Total Abdominal Wall Reconstruction with Component Separation, Reinforcement, and Vertical Abdominoplasty in Patients with Complex Ventral Hernias

Total Abdominal Wall Reconstruction with Component Separation, Reinforcement, and Vertical Abdominoplasty in Patients with Complex Ventral Hernias

Abstract
Large complex ventral hernias act as tissue expanders for skin and subcutaneous fat. The purpose of this study is to evaluate outcomes of total abdominal wall reconstruction with component separation, posterior reinforcement, and vertical abdominoplasty in patients with large complex ventral hernias. Between 2010 and 2014, 58 patients underwent total abdominal wall reconstruction with component separation, intra-abdominal reinforcement, and vertical abdominoplasty. Between 2010 and 2012, patients underwent the conventional technique of component separation, while a perforator-preserving technique was performed during 2013 and 2014. Reinforcement material used was either synthetic mesh in clean cases or biologic mesh if contamination was present.
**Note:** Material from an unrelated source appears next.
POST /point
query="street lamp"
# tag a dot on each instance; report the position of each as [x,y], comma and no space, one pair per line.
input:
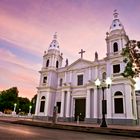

All of the excessive skin and subcutaneous fat was removed in a vertical fashion. Data were analyzed with Mann–Whitney’s U test or Fisher’s exact test, as indicated. There were 27 moderately complex and 31 majorly complex hernias. Mean hernia size was 16 × 12 cm. The mean size of the removed skin island was 21 × 12 cm. Patients with contamination during the repair had longer in-hospital stays. Overall the local wound complication rate was 24 %, and was lower with the perforator-preserving technique compared to the conventional technique of component separation (11 vs. 48 %; OR 0.13, CI 0.03–0.5; p = 0.003). The overall postoperative morbidity rate was higher in the presence of contamination, and in patients with lower preoperative serum albumin levels. Mean total follow-up was 14 months with a 1-year recurrence-free survival of 96 %.